Peu après, il reprit d'un air égaré:
«N'entendez-vous rien? Il me semble que des voix appellent.»
Le bruissement de la mer pouvait en effet produire cette illusion.
Clément fit encore quelques pas et dit:
«Asseyons-nous, monsieur, je me trouve mal.»
Il n'était pas assis depuis quelques secondes, qu'il se dressa d'un bond.

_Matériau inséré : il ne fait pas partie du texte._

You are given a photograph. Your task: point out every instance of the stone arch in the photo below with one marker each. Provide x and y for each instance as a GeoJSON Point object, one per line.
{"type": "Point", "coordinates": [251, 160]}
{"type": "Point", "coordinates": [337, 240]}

«Allons-nous-en!» s'écria-t-il.
Ses forces le trahirent, il s'arrêta.
«C'est singulier, fit-il d'une voix éteinte, je n'y vois plus.»
Il suffoquait.
«J'étouffe, secourez-moi!»
Le capitaine, qui l'observait avec inquiétude, courut à lui. Il arriva trop tard pour le soutenir. Clément venait de crouler à terre comme une masse inerte. Il avait cessé de vivre.
Il eut l'Océan pour tombeau.
On trouva sur lui, parmi ses papiers, un projet informe de testament olographe par lequel il instituait formellement Destroy son légataire universel. La plupart de ses autres volontés étaient exprimées avec beaucoup moins de précision. On devinait que le temps lui avait fait défaut. Un homme qui le connaissait bien pouvait toutefois les pénétrer aisément. La moitié de son avoir, qui constituait une somme triple de celle dont il avait dépouillé l'agent de change, devait être remise à madame Thillard; sur l'autre moitié serait prélevé le capital d'une pension viagère suffisante pour que son fils fût l'objet des plus grands soins dans une maison de santé. Une note spéciale, rédigée bien avant ce testament, montrait combien profondément il aimait cet enfant et avec quelle persistante énergie il se préoccupait de son avenir. Enfin, on utiliserait le reste de sa fortune à créer des lits dans un hospice de vieillards et à doter divers autres établissements de bienfaisance.
À l'occasion d'un service célébré en son honneur, quelques paroles furent prononcées qui roulaient sur ce thème: Pertransivit benefaciendo.
C'était un fait. Il vivait en faisant le bien, il accumulait bonne action sur bonne action, il s'efforçait de se rendre agréable aux hommes; de gagner leur estime, de mériter leur admiration. Ébranlé dans son scepticisme, effrayé, sinon repentant, il se flattait sans doute, à force de générosité et de dévouement, d'apaiser ses grandissantes et atroces terreurs.
On a vu jusqu'à quel point était profonde son illusion.
Échappé d'un milieu qui ne reconnaît rien en dehors de lui, d'un milieu où la légalité est la souveraine moralité, il tombait pourtant en proie à des tortures inouïes dont on essayerait vainement de contester la source. Les années, loin d'éteindre en lui de dévorants souvenirs, en redoublaient la vivacité, et tout porte à croire qu'il désespérait de trouver, même dans la mort, un terme à son supplice.